Adding bevacizumab to three different chemotherapy regimens for patients with metastatic or locally advanced breast cancer slightly increased progression-free survival but had no effect on overall survival in a manufacturer-sponsored trial. Bevacizumab was associated with a higher frequency of adverse effects.
Metastatic breast cancer is poorly treatable despite the wide range of chemotherapy regimens that have been tried against it. Bevacizumab, a monoclonal antibody to vascular endothelial growth factor, has shown some efficacy in some tumours: the aim of this trial was to examine its effects in metastatic breast cancer. Participants were women with HER2-negative metastatic or locally recurrent breast cancer not treated with chemotherapy. They were randomised to bevacizumab or placebo, plus one of three chemotherapy regimens chosen prior to randomisation (capecitabine-based, taxane-based, or anthracycline-based). Primary endpoint was progression-free survival (PFS), with overall survival a secondary endpoint; patients were evaluated every nine weeks.
In total, 1,237 patients were enrolled between December 2005 to August 2007: median follow-up was 15.6 months for the capecitabine group and 19.2 months for the others. At the end of the study, PFS was longer in the bevacizumab-containing groups. Compared to placebo, PFS increased from 5.7 to 8.6 months in the capecitabine group (hazard ratio [HR], 0.69; 95% CI, 0.56 to 0.84; log-rank P < 0.001) and from 8.0 to 9.2 months in the other two groups (HR, 0.64; 95% CI, 0.52 to 0.80; log-rank P < 0.001).
There was, however, no significant difference between bevacizumab and placebo in overall survival. In all groups, moderate to severe adverse effects were more frequent in the bevacizumab groups, and there were more drug-related discontinuations in the taxane and anthracycline-based bevacizumab groups.
The authors of the study conclude that adding bevacizumab to existing chemotherapy regimens for patients with HER2-negative metastatic breast cancer provides clinical benefit, and therefore the drug should be added to first-line treatment for such patients.

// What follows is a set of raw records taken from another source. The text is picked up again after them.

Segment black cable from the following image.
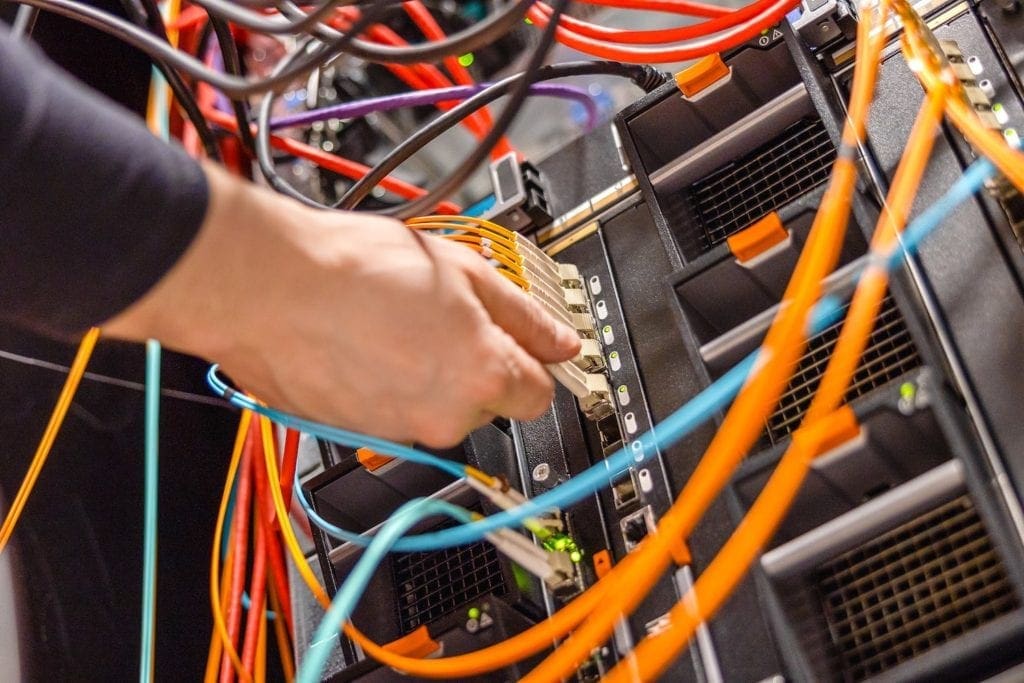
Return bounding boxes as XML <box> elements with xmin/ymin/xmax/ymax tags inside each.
<box><xmin>186</xmin><ymin>0</ymin><xmax>366</xmax><ymax>35</ymax></box>
<box><xmin>256</xmin><ymin>41</ymin><xmax>323</xmax><ymax>208</ymax></box>
<box><xmin>249</xmin><ymin>2</ymin><xmax>387</xmax><ymax>209</ymax></box>
<box><xmin>121</xmin><ymin>0</ymin><xmax>220</xmax><ymax>160</ymax></box>
<box><xmin>13</xmin><ymin>0</ymin><xmax>391</xmax><ymax>97</ymax></box>
<box><xmin>335</xmin><ymin>60</ymin><xmax>671</xmax><ymax>216</ymax></box>
<box><xmin>276</xmin><ymin>0</ymin><xmax>534</xmax><ymax>65</ymax></box>
<box><xmin>206</xmin><ymin>14</ymin><xmax>256</xmax><ymax>154</ymax></box>
<box><xmin>10</xmin><ymin>5</ymin><xmax>39</xmax><ymax>38</ymax></box>
<box><xmin>381</xmin><ymin>0</ymin><xmax>572</xmax><ymax>218</ymax></box>
<box><xmin>345</xmin><ymin>0</ymin><xmax>536</xmax><ymax>65</ymax></box>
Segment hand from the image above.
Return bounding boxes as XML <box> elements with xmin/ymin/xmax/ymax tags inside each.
<box><xmin>102</xmin><ymin>167</ymin><xmax>580</xmax><ymax>447</ymax></box>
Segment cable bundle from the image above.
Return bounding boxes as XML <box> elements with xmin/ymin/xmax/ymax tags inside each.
<box><xmin>407</xmin><ymin>216</ymin><xmax>614</xmax><ymax>420</ymax></box>
<box><xmin>6</xmin><ymin>0</ymin><xmax>1024</xmax><ymax>681</ymax></box>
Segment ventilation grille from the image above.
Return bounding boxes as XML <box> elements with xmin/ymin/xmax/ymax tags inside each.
<box><xmin>391</xmin><ymin>543</ymin><xmax>505</xmax><ymax>633</ymax></box>
<box><xmin>688</xmin><ymin>119</ymin><xmax>836</xmax><ymax>250</ymax></box>
<box><xmin>815</xmin><ymin>496</ymin><xmax>1018</xmax><ymax>681</ymax></box>
<box><xmin>767</xmin><ymin>296</ymin><xmax>921</xmax><ymax>443</ymax></box>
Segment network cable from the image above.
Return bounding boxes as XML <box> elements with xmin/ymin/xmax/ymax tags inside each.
<box><xmin>138</xmin><ymin>339</ymin><xmax>161</xmax><ymax>683</ymax></box>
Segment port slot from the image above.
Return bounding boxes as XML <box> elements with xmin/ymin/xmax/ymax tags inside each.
<box><xmin>618</xmin><ymin>505</ymin><xmax>654</xmax><ymax>552</ymax></box>
<box><xmin>597</xmin><ymin>415</ymin><xmax>623</xmax><ymax>456</ymax></box>
<box><xmin>611</xmin><ymin>469</ymin><xmax>640</xmax><ymax>510</ymax></box>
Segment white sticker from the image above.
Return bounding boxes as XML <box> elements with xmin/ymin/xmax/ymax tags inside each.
<box><xmin>630</xmin><ymin>441</ymin><xmax>644</xmax><ymax>463</ymax></box>
<box><xmin>637</xmin><ymin>466</ymin><xmax>654</xmax><ymax>494</ymax></box>
<box><xmin>601</xmin><ymin>325</ymin><xmax>615</xmax><ymax>346</ymax></box>
<box><xmin>623</xmin><ymin>413</ymin><xmax>643</xmax><ymax>436</ymax></box>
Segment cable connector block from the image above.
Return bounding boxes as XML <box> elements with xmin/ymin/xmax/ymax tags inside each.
<box><xmin>793</xmin><ymin>0</ymin><xmax>857</xmax><ymax>50</ymax></box>
<box><xmin>562</xmin><ymin>288</ymin><xmax>590</xmax><ymax>313</ymax></box>
<box><xmin>572</xmin><ymin>338</ymin><xmax>604</xmax><ymax>373</ymax></box>
<box><xmin>569</xmin><ymin>311</ymin><xmax>597</xmax><ymax>339</ymax></box>
<box><xmin>558</xmin><ymin>263</ymin><xmax>583</xmax><ymax>290</ymax></box>
<box><xmin>486</xmin><ymin>528</ymin><xmax>577</xmax><ymax>595</ymax></box>
<box><xmin>548</xmin><ymin>362</ymin><xmax>615</xmax><ymax>420</ymax></box>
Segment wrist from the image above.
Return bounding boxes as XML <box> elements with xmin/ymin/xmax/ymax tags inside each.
<box><xmin>102</xmin><ymin>164</ymin><xmax>317</xmax><ymax>358</ymax></box>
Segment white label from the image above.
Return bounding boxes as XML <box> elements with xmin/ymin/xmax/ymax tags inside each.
<box><xmin>623</xmin><ymin>413</ymin><xmax>642</xmax><ymax>436</ymax></box>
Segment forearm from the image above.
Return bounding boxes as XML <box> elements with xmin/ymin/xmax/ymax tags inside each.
<box><xmin>0</xmin><ymin>30</ymin><xmax>209</xmax><ymax>336</ymax></box>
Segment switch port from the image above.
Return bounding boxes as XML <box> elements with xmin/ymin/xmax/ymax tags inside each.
<box><xmin>611</xmin><ymin>469</ymin><xmax>640</xmax><ymax>510</ymax></box>
<box><xmin>597</xmin><ymin>415</ymin><xmax>623</xmax><ymax>456</ymax></box>
<box><xmin>618</xmin><ymin>505</ymin><xmax>654</xmax><ymax>551</ymax></box>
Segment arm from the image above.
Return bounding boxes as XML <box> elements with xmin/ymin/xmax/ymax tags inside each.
<box><xmin>0</xmin><ymin>26</ymin><xmax>579</xmax><ymax>445</ymax></box>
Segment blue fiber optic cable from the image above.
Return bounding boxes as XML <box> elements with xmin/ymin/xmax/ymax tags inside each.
<box><xmin>206</xmin><ymin>366</ymin><xmax>466</xmax><ymax>479</ymax></box>
<box><xmin>138</xmin><ymin>339</ymin><xmax>160</xmax><ymax>683</ymax></box>
<box><xmin>207</xmin><ymin>150</ymin><xmax>1007</xmax><ymax>552</ymax></box>
<box><xmin>295</xmin><ymin>498</ymin><xmax>472</xmax><ymax>683</ymax></box>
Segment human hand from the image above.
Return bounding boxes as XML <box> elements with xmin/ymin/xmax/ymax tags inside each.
<box><xmin>109</xmin><ymin>167</ymin><xmax>580</xmax><ymax>447</ymax></box>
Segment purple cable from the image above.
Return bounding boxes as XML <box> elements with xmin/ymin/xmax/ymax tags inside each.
<box><xmin>270</xmin><ymin>83</ymin><xmax>601</xmax><ymax>132</ymax></box>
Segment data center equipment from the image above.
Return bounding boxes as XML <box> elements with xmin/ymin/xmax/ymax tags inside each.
<box><xmin>298</xmin><ymin>0</ymin><xmax>1024</xmax><ymax>683</ymax></box>
<box><xmin>0</xmin><ymin>0</ymin><xmax>1024</xmax><ymax>683</ymax></box>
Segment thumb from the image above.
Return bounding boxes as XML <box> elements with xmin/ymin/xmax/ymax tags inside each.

An accompanying editorial disagrees with the study authors' conclusion. The author considers that although the results from the trial (and related studies) were statistically significant, they were not clinically compelling. Benefits in PFS were smaller in the two more recent trials than in the earliest, and none showed any significant benefit on overall survival. In all trials, bevacizumab was associated with greater toxicity, and there are questions over a potential increased risk of heart failure. The author notes that in addition to the lack of survival advantage with bevacizumab, it is extremely expensive even by the standards of chemotherapy drugs. As a result, it has a very poor cost-effectiveness ratio: NICE in the UK gave an estimate for the best results with bevacizumab (combined with paclitaxel) for the first line treatment of metastatic breast cancer of £110,000 to £259,000 per QALY.